The class extended over the Christmas and New Year’s holidays. When we reconvened [in January], Margaret was the only participant not present. We started anyway, and about twenty minutes into the session a woman whom I did not recognize entered the room and tood a seat at one of the tables where the participants were sitting. As I usually do in situations like this, I let the discussion continue—interruptions can break the class’s concentration. After a few minutes I realized with a shock who the woman was and whispered to the person next to me, “It’s Margaret.” Simultaneously, I noticed, others were doing the same thing. Margaret’s face was relaxed, and there was a natural dignity in her bearing that had been completely absent before. And when she spoke, as she did presently, her lips did not tremble. The self-pity was gone. To me, her countenance seemed to be illuminated.

She asked to speak, and told us she had taken the train over the holiday to see her mother, whom she had freely forgiven. She told her mother that, more than anything else, she wanted her to have some peace before she died. She asked her mother’s forgiveness for the hatred she had borne toward her through so many years. In the days following her return she often had tender feelings toward her mother, and called and wrote to her.” (Bonds that Make Us Free, p. 296-297)

One may wonder, why is it that we are in some sense held to a higher standard than God. Didn’t he say “I, the Lord, will forgive whom I will forgive, but of you it is required to forgive all men” (D&C 64:9–10); which implies we ought to forgive at least as much as God is forgiving or that we should forgive in all cases including those cases where God won’t. I have before thought that this contained a soft contradiction. However, none exists. Mankind is in no position to judge and therefore, no position to withhold forgiveness. “In the moment when I truly understand my enemy, I understand him well enough to defeat him, then in that very moment I also love him.” ~Orson Scott Card. Perhaps this is why the Lord is so forgiving. And when hesitating to dispense our forgiveness, we may do well to remember “If we could read the secret history of our enemies, we should find in each man’s life sorrow and suffering enough to disarm all hostility” Wadsworth Longfellow.

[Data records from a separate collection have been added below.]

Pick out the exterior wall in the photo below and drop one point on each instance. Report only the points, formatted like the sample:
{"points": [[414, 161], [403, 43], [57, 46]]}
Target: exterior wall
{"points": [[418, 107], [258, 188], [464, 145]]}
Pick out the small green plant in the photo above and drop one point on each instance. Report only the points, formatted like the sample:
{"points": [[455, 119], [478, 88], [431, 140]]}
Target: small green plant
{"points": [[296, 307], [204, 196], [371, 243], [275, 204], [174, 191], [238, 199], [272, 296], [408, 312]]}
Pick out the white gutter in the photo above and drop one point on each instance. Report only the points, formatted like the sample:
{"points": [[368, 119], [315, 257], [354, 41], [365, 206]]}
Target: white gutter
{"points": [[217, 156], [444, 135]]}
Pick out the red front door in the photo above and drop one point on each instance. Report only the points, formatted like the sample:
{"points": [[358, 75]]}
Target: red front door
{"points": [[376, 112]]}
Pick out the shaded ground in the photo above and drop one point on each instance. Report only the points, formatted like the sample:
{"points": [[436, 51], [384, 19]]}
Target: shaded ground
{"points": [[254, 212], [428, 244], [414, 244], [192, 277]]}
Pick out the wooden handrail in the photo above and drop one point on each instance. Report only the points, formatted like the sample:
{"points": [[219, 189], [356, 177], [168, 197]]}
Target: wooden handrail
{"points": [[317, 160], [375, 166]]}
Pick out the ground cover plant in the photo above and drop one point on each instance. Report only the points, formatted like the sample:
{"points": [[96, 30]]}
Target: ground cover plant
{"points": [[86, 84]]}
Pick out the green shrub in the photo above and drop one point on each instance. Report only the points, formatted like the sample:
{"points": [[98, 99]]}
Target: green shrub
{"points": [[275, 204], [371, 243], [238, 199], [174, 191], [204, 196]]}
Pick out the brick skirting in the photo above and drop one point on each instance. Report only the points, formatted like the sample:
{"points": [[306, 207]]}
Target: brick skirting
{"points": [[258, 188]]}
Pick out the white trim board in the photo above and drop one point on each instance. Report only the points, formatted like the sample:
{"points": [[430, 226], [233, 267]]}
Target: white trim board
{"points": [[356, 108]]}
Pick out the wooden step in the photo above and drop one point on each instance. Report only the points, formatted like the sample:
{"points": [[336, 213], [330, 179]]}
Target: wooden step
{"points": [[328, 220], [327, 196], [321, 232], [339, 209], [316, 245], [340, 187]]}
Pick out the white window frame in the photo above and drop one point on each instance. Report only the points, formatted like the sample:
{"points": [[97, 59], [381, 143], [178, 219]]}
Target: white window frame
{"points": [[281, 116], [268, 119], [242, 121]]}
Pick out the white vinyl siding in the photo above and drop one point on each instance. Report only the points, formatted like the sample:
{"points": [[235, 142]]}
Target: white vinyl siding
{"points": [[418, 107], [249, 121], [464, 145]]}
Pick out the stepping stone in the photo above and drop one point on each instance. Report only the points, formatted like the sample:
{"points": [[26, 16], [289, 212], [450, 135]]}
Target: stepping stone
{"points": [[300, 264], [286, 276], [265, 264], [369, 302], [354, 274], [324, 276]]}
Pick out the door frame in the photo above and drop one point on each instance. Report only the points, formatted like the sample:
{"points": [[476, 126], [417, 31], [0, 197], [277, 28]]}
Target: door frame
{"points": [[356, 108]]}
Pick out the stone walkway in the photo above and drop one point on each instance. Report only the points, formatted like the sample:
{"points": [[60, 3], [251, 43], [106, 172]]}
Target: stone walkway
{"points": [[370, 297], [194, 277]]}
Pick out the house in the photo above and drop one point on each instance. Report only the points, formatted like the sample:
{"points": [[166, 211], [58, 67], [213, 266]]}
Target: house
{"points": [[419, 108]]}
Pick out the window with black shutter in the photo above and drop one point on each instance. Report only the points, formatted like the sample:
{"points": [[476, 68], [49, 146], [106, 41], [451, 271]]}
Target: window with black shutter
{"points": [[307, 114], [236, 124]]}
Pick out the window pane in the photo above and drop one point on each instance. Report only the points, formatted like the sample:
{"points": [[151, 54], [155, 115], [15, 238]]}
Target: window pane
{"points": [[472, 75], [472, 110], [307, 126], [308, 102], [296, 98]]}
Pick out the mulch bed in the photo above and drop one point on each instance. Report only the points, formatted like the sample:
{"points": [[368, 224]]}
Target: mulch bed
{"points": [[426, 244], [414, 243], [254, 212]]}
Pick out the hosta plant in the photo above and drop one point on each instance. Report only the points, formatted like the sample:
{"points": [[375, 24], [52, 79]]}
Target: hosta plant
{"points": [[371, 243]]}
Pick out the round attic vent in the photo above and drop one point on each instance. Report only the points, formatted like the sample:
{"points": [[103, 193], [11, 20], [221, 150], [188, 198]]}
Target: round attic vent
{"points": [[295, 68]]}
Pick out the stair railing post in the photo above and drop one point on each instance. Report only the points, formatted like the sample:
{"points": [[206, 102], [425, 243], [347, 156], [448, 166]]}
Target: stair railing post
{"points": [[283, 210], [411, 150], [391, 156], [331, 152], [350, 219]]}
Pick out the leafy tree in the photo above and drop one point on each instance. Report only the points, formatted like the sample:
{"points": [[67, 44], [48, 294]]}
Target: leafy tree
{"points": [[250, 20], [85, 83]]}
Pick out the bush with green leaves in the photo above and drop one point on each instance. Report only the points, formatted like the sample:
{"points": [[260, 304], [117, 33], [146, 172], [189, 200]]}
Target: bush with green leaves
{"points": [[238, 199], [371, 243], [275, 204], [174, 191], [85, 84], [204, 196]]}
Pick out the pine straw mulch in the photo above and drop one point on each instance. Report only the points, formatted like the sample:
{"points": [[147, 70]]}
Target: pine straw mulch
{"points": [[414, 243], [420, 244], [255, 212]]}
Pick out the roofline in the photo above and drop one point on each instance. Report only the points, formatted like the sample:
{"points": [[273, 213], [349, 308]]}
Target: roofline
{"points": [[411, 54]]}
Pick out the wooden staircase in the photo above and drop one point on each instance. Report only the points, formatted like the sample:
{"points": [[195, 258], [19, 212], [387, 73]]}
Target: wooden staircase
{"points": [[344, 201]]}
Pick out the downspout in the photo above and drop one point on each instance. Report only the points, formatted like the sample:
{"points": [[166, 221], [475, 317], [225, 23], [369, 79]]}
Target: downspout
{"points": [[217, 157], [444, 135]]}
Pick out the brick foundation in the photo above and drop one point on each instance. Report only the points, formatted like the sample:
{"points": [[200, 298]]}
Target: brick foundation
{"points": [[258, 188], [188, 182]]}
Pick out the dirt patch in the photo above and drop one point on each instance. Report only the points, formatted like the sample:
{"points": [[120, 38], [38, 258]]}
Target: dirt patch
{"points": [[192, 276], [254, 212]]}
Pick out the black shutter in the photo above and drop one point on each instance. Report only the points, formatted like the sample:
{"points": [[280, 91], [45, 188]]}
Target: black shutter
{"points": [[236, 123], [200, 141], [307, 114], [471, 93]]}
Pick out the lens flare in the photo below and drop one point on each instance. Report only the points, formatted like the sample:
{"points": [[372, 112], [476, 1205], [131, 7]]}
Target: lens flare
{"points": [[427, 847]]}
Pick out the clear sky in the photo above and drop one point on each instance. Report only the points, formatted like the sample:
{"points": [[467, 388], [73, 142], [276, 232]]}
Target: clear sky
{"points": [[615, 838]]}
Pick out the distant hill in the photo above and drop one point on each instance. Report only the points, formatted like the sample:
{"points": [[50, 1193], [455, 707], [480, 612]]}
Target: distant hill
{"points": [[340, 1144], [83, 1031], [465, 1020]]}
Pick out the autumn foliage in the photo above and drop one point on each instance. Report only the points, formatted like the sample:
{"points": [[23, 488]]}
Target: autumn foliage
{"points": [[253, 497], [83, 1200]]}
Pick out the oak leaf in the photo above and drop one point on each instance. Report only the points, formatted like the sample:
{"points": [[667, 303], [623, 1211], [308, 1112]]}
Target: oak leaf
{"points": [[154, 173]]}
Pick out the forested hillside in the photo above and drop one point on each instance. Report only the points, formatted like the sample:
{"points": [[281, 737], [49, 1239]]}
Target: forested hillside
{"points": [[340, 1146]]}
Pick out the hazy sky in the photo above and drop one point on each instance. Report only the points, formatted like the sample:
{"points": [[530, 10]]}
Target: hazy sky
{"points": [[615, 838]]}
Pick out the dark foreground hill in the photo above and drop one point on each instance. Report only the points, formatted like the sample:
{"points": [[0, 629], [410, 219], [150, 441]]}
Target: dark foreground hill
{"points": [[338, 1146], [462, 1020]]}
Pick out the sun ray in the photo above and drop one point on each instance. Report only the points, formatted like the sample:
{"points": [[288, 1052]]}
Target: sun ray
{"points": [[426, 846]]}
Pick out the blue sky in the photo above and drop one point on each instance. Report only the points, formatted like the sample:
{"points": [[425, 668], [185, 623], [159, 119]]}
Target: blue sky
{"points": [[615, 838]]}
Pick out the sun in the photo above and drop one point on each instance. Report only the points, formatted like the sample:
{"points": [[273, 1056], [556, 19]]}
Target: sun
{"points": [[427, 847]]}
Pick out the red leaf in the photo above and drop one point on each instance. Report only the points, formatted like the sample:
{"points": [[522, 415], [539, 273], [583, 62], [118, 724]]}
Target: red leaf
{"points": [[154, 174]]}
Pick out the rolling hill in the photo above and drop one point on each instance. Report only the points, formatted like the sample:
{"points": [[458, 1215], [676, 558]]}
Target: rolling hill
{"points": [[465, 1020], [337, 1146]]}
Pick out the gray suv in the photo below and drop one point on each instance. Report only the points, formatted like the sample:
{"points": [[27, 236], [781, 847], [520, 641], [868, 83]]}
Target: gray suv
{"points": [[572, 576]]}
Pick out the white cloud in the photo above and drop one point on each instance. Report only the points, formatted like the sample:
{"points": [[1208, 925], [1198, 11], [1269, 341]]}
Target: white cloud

You may remember the story P Hinckley shared on forgiveness shortly before his death. A young man threw a stolen, frozen turkey through the windshield of an oncoming car which almost killed the driver, Victoria Ruvolo. The woman was constantly badgering the defense attorneys to know the wellbeing of her assailant. On the court floor she hugged him, stroking his hair, saying ‘It’s OK. I just want you to make your life the best it can be.’

These experiences demonstrate a subtle lesson. The 19-year-old vandal could do nothing to earn the forgiveness of Victoria Ruvolo. It was this God-like quality that is often in the Hispanic people and many of the poor of the earth that is rarely among us. It was mercy. It was unearned, undeserved, and un-earnable and un-deservable forgiveness. This is how we must understand God’s loving forgiving mercy. Which is why it’s a miracle, something where a higher law has superseded a natural law of the natural man. To consider it is breathtaking.